Le partenariat entre HYT et Panis-Barthez Competition offre des parallèles plus importants que ceux d’autres duos. HYT est le seul horloger «hydro-mécanique» et on peut voir des similitudes entre les forces hydrauliques générées par les soufflets des montres HYT et celles utilisées pour les systèmes de direction et de freinage de la Ligier JS P217 de l'équipe, ainsi qu’entre les qualités hydrophobes du minuscule capillaire qui contient le fluide dans les garde-temps HYT et ceux nécessaires pour les pare-brise et la carrosserie de la voiture de course. Mais reconnaissons que c’est pure coïncidence si deux "kits aéro" Ligier s'appellent H1 et H2, comme les deux principales collections horlogères de HYT.

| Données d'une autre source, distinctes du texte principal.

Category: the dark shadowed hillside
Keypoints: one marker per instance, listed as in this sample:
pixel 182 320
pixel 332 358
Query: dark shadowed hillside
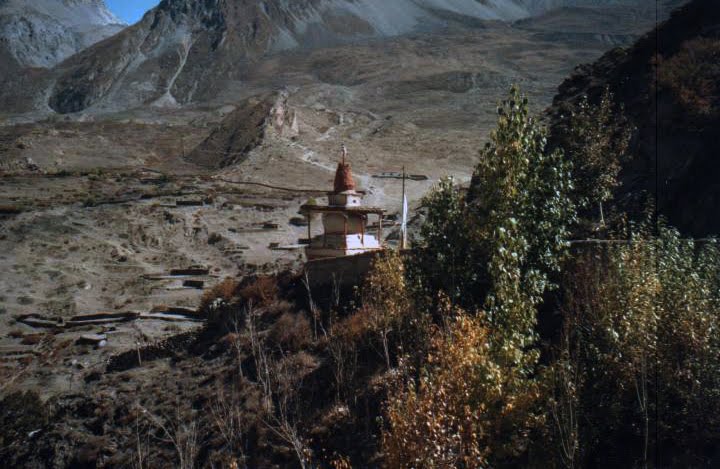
pixel 668 83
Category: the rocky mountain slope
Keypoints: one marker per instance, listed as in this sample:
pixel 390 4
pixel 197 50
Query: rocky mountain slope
pixel 185 51
pixel 42 33
pixel 668 84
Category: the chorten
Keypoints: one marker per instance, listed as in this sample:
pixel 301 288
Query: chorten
pixel 344 220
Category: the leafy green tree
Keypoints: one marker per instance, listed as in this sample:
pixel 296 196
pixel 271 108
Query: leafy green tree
pixel 445 257
pixel 520 201
pixel 597 142
pixel 642 343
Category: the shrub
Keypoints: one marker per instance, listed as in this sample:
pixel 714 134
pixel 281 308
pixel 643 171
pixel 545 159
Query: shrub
pixel 642 347
pixel 691 76
pixel 261 292
pixel 291 332
pixel 465 409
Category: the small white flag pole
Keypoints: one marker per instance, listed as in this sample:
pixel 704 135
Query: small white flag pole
pixel 403 228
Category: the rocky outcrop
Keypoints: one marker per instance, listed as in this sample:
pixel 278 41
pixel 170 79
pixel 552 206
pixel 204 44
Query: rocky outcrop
pixel 245 129
pixel 668 84
pixel 42 33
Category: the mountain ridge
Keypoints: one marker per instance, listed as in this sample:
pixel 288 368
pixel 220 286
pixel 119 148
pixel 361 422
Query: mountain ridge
pixel 43 33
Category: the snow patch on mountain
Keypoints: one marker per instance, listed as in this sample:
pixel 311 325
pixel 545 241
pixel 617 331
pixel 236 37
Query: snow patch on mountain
pixel 42 33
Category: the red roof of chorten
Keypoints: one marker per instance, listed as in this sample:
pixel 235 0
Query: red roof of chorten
pixel 343 176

Olivier Panis tire d'autres parallèles encore, comme  "la complexité de la technologie et la mise en œuvre d’un bon fonctionnement en tout temps. La course automobile est souvent une question de détails et d’améliorations progressives, et c’est aussi exactement ce que fait HYT avec ses montres."  Il souligne également la différence entre la Formule 1 (Olivier Panis fut le dernier pilote français à remporter un Grand Prix de F1, à Monaco en 1996) et les courses d'endurance comme Le Mans, notamment en termes de temps. "En Formule 1, vous vous battez à coups de centièmes et même des millièmes de seconde contre vos concurrents. En endurance, il faut être à la fois le plus rapide et le plus fiable sur une plus longue durée. L'esprit d'équipe est extrêmement important. Vous n’appréhendez pas le temps de la même manière qu’en Formule 1. "

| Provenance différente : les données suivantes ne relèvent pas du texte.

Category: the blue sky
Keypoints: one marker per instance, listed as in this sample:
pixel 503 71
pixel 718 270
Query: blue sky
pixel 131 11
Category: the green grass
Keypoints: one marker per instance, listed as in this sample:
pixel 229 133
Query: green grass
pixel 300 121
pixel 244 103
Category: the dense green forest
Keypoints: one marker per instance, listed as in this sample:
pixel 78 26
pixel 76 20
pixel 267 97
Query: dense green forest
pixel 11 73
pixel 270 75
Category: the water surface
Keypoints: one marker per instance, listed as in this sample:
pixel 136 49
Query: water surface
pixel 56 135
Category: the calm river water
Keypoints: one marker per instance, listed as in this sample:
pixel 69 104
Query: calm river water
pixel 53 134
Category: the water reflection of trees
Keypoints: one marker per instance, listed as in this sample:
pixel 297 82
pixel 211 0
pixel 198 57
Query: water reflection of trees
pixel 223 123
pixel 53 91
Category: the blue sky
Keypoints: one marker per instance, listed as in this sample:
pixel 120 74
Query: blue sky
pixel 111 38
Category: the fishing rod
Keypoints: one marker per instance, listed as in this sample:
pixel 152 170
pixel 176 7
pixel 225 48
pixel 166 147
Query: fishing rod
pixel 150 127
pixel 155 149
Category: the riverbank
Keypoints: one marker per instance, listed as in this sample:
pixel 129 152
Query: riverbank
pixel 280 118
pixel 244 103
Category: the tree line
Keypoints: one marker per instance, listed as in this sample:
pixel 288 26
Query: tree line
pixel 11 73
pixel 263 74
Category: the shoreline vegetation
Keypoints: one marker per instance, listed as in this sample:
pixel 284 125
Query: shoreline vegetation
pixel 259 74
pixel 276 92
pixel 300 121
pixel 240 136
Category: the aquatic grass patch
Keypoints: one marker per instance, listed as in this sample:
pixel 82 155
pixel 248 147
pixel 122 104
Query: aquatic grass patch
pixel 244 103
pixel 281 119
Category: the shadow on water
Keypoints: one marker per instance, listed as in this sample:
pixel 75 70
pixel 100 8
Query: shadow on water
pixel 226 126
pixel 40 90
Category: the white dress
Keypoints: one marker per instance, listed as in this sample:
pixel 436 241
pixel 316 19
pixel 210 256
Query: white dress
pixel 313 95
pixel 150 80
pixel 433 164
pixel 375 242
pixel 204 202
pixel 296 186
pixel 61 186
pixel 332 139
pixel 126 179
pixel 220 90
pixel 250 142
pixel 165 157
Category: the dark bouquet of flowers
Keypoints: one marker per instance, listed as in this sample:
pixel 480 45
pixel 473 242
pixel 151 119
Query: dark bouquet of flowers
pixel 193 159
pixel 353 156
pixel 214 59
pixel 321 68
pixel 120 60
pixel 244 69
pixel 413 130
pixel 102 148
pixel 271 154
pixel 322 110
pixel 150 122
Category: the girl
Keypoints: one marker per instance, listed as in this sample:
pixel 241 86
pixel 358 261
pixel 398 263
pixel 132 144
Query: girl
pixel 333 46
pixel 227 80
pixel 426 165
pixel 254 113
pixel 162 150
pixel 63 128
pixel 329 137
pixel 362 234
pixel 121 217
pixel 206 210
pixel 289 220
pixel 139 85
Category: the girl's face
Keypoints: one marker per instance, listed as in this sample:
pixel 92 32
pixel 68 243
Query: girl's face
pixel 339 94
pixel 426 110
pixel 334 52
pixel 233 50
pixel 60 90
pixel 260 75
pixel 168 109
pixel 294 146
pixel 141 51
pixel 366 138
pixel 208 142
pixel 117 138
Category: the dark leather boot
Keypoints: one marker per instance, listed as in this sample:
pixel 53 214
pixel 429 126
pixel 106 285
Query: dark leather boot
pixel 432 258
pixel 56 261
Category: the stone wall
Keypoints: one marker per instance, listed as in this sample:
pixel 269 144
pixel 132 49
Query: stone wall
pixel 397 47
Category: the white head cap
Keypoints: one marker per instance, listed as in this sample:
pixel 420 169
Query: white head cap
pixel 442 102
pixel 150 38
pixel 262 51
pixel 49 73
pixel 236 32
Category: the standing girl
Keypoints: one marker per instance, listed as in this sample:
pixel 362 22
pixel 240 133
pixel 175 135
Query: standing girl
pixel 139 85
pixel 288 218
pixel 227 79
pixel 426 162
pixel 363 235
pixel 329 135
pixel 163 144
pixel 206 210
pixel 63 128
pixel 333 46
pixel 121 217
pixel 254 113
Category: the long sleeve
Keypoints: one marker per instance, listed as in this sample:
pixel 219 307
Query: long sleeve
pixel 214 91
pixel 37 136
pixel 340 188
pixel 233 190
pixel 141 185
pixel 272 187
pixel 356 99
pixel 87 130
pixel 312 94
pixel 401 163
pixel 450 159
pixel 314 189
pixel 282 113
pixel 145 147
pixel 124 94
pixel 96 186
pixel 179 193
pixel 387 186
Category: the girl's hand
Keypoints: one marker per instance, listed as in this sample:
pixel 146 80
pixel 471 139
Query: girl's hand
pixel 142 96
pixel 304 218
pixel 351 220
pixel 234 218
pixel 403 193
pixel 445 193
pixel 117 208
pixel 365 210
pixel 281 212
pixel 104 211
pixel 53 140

C'est peut-être pour cette raison qu’Olivier Panis est un grand fan de la HYT Skull, dont la lisibilité optimale de l’heure n’est sûrement pas la qualité principale. "J'adore la Skull de HYT, mais les gens me disent qu'il est impossible de lire l’heure. Pourtant ce n'est le plus importante à mes yeux. Le plus important, c'est la réussite technologique et l'image que la montre transmet. J'aime l'idée de porter une montre avec laquelle je me sens des liens, et pas simplement d’en porter une pour en porter une."

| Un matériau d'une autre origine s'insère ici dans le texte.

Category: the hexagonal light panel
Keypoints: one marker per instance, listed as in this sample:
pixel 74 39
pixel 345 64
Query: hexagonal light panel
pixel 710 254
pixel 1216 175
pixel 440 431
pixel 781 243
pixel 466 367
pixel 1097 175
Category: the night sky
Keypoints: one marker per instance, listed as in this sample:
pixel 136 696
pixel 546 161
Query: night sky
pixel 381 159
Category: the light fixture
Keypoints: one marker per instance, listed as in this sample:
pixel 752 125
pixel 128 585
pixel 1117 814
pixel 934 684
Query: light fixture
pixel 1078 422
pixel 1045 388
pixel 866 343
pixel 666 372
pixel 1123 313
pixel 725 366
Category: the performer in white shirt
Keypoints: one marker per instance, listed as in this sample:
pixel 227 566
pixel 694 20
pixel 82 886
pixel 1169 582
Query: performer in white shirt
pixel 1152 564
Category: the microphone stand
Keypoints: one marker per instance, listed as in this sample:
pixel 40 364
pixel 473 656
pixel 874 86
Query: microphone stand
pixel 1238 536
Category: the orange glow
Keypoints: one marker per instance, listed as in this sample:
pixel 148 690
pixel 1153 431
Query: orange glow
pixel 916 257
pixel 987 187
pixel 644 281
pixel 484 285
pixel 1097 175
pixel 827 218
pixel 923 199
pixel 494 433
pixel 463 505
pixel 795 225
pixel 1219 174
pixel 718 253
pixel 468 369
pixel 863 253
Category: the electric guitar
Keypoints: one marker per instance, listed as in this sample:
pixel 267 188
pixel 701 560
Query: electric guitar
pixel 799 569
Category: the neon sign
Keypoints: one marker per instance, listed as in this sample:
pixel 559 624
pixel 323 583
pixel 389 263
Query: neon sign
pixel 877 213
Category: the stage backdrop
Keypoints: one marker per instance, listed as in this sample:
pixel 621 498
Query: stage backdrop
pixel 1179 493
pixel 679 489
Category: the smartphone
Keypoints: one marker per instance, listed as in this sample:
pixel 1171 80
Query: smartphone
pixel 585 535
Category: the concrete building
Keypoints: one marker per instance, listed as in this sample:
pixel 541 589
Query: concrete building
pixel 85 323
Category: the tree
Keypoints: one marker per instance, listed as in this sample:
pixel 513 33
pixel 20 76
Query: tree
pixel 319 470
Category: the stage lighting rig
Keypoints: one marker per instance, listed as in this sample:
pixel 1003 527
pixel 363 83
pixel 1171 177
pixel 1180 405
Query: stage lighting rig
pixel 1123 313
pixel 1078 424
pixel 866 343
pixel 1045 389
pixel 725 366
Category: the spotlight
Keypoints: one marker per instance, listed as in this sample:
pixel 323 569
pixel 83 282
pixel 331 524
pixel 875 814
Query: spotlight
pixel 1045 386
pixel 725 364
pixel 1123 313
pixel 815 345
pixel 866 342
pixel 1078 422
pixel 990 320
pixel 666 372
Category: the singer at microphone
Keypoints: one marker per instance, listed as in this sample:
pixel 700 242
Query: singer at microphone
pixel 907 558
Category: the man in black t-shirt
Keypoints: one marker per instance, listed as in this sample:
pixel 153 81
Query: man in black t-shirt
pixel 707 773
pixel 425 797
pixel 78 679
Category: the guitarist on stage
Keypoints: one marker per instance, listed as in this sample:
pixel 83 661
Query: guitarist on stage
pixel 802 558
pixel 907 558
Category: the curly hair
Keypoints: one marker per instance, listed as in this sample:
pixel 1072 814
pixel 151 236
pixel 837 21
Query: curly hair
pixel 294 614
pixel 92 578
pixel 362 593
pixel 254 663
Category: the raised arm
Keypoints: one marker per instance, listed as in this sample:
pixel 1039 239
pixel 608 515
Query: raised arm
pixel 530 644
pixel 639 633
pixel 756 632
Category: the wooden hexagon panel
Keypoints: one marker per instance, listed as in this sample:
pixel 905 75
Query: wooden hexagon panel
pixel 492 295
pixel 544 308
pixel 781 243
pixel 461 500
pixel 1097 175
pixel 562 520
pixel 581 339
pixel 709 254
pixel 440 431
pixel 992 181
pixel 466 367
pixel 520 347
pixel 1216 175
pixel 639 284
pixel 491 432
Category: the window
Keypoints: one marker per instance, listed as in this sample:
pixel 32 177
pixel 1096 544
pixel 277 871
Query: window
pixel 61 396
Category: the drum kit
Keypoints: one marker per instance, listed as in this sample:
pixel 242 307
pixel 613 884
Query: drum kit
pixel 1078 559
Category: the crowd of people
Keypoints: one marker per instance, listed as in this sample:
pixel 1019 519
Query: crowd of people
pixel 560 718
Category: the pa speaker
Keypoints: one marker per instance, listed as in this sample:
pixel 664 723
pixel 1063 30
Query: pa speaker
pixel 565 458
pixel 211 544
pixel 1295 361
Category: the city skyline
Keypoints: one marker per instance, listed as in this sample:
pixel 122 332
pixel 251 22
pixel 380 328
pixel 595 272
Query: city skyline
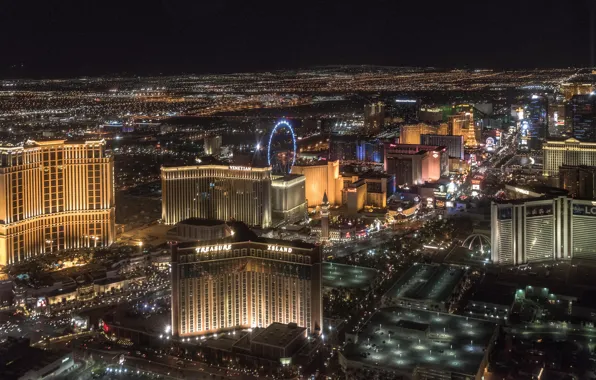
pixel 230 36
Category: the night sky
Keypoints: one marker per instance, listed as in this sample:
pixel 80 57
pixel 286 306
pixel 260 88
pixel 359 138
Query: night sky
pixel 91 37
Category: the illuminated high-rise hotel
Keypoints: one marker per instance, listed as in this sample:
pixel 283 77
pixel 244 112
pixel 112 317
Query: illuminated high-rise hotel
pixel 569 152
pixel 542 229
pixel 55 195
pixel 217 192
pixel 244 281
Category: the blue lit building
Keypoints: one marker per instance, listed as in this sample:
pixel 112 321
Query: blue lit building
pixel 583 117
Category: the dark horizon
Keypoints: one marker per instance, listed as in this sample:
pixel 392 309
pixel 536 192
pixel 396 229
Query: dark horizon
pixel 171 37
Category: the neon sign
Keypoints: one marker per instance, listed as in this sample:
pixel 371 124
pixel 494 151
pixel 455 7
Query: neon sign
pixel 214 248
pixel 277 248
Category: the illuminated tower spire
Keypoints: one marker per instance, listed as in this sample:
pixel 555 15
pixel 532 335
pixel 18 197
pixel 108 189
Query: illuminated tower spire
pixel 325 218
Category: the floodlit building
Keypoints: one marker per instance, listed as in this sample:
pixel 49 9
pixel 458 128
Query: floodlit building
pixel 374 117
pixel 542 229
pixel 568 152
pixel 55 195
pixel 454 144
pixel 580 181
pixel 410 134
pixel 222 192
pixel 320 177
pixel 244 281
pixel 415 164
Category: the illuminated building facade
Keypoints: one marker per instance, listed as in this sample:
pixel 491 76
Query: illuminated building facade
pixel 378 187
pixel 569 152
pixel 320 177
pixel 454 144
pixel 325 219
pixel 410 134
pixel 536 114
pixel 416 164
pixel 580 181
pixel 531 230
pixel 55 195
pixel 356 194
pixel 571 89
pixel 217 192
pixel 212 145
pixel 583 117
pixel 244 282
pixel 288 198
pixel 346 148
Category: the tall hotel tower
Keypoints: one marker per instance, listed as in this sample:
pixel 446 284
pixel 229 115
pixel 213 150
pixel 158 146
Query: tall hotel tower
pixel 55 195
pixel 244 281
pixel 217 192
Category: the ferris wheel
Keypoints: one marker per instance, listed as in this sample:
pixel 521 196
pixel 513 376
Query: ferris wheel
pixel 281 150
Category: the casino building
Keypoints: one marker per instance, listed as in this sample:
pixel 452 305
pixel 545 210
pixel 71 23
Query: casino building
pixel 244 281
pixel 217 192
pixel 542 229
pixel 569 152
pixel 55 195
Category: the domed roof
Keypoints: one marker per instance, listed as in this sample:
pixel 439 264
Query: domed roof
pixel 477 242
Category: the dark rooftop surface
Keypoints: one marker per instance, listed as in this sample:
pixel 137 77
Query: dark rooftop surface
pixel 242 233
pixel 452 343
pixel 287 177
pixel 17 358
pixel 409 325
pixel 279 334
pixel 201 222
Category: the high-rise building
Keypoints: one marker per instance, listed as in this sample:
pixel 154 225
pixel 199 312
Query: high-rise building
pixel 348 148
pixel 55 195
pixel 571 89
pixel 244 281
pixel 288 198
pixel 462 124
pixel 374 117
pixel 587 182
pixel 542 229
pixel 410 134
pixel 321 177
pixel 569 152
pixel 325 218
pixel 415 164
pixel 583 117
pixel 569 179
pixel 454 144
pixel 580 181
pixel 536 113
pixel 527 230
pixel 241 193
pixel 212 145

HYT et Panis-Barthez Competition

En endurance, on dit souvent que "pour finir premier, il faut d’abord finir. " Cela résume bien l’esprit de ce type de course, puisque le vainqueur général du Mans cette année, la voiture numéro 2 de Porsche (l’une des deux seules LMP1 à avoir franchi  la ligne d'arrivée) avait dû s’arrêter plus d'une heure au garage à la quatrième heure de course. Un autre adage bien connu au Mans dit que «Le Mans doit vous laisser gagner». Cela était d’autant plus vrai pour cette édition 2017, où un certain nombre de voitures de la catégorie LMP ont passé beaucoup de temps au box pour réparations. Pendant ce temps, une bataille acharnée en tête de course en catégorie GTE Pro s’est finalement soldée par la victoire d’Aston Martin sur Corvette, au dernier tour. Malheureusement, la chance n'a pas souri à l'équipe Panis-Barthez. Après s’être bien comportée pendant 21 heures, elle a dû abandonner sur problèmes mécaniques, alors qu’elle pointait en huitième position dans la catégorie LMP2, et au 10e rang général de l’épreuve.

La marque

Alchimistes de l’extrême, les Hydro Mechanical Horologists de HYT font de l’utopie une réalité: celle de mélanger mécanique et fluides dans une montre-bracelet. En réussissant le pari insensé d’indiquer l’heure avec de l’eau, ils propulsent non pas un nouvel OVNI dans la stratosphère horlogère, mais pulvérisent toutes les certitudes en réunissant deux mondes à priori opposés.